Thousands of centuries-old redwood trees are mostly composed (97 percent) of tissues we consider dead. Only a small rim of cells along the edge of the trunk is living. Similarly, the Earth as Gaia has a seemingly small crust of living organisms around a core we call “inanimate.” Viruses are also considered inanimate, while bacteria are the animate, and in fact, the most prevalent life form on Earth. “Bacteria initially populated the planet and have never relinquished their hold.”5

In what ways then are clouds alive?

We could say, the clouds are eating us, even as we ingest their amorphous, malleable forms. Partially digested, their bodies hang within our “dead space”: reorganizing, buoying. From within the cloud, we recognize our bodies are porous, despite the socio-scientific project that seeks to lead us to believe that our skins are an impermeable layer, a firewall.

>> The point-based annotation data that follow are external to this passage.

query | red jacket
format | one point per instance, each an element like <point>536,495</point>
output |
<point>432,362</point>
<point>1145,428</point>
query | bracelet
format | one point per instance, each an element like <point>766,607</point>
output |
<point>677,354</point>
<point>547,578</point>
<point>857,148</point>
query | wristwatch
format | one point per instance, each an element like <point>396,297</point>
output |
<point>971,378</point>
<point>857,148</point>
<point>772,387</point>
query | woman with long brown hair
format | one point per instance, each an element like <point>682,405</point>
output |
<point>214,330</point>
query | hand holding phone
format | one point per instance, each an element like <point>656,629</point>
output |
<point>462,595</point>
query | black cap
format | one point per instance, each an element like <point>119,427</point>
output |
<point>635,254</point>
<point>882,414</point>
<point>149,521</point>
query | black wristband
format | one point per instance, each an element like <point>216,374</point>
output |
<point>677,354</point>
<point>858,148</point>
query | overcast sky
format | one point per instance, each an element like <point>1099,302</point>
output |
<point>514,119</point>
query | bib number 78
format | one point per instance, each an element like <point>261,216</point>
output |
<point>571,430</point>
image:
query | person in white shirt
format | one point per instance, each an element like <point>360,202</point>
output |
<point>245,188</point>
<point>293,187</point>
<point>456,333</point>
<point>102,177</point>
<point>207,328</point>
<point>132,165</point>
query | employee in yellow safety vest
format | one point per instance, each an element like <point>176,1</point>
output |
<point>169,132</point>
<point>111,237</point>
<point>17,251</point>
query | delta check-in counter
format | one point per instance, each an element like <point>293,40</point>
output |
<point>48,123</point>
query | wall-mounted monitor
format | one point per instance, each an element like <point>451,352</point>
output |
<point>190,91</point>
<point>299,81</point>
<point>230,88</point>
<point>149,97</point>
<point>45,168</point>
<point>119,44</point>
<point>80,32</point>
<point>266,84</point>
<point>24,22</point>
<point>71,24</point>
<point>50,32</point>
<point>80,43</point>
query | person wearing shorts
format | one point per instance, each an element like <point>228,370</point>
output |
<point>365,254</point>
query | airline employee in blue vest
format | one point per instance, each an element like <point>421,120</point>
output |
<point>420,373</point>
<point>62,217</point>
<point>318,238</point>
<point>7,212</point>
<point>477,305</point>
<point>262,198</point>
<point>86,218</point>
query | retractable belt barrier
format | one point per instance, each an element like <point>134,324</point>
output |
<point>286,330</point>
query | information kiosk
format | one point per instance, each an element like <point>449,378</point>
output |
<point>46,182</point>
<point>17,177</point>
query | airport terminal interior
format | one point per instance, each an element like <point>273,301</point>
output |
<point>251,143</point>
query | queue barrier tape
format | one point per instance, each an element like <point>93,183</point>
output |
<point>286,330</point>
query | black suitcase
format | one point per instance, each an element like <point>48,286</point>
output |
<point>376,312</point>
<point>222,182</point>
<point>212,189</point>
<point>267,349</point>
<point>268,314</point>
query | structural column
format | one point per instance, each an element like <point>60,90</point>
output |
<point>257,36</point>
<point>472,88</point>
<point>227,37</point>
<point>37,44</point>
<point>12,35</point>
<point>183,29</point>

We want to in- and ex-hale a fine mist. Feel smoke soak every part and become a part of all. Make your eyes water. What are the effect of clouds on the gendered body during “an era of extinctions, loss, shock, reassessment, and disorientation”6? What are the usable toxins, the reorganizing combustibles, emitted by smoking bundles of licorice root and black cohosh? Or the sweet-scented mist infused with peony essence? Like smoke or a river, “the body, trans or not, is not a clear, coherent and positive integrity. The important distinction is not the hierarchical, binary one between wrong body and right body, or between fragmentation and wholeness. It is rather a question of discerning multiple and continually varying interactions among what can be defined indifferently as coherent transformation, decentered certainty, or limited possibility.”7

Candice Lin and Patrick Staff, LESBIAN GULLS, DEAD ZONES, SWEAT, AND T., 2017, as installed at Human Resources, Los Angeles. Photo: Ian Byers-Gamber

Notes

1 Londa L. Schiebinger, Plants and Empire (Cambridge, MA: Harvard University Press, 2004), 107–115.

2 Schiebinger, 127.

3 Vertigo, dir. Alfred Hitchcock, 1958.

4 Lynn Margulis and Dorion Sagan, “The Atmosphere as Circulatory System of the Biosphere—The Gaia Hypothesis,” Slanted Truths (New York: Springer–Verlag, 1997), 127–158.

5 Margulis and Dorian Sagan, What is Life? (Berkeley: University of California Press, 2000).

6 Cleo Woelfle–Erskine and July Cole, “Transfiguring the Anthropocene,” TSQ, Vol. 2, No. 2, May 2015, 299.

7 Quote from Eva Hayward, Woelfle–Erskine and Cole, 2015, 305.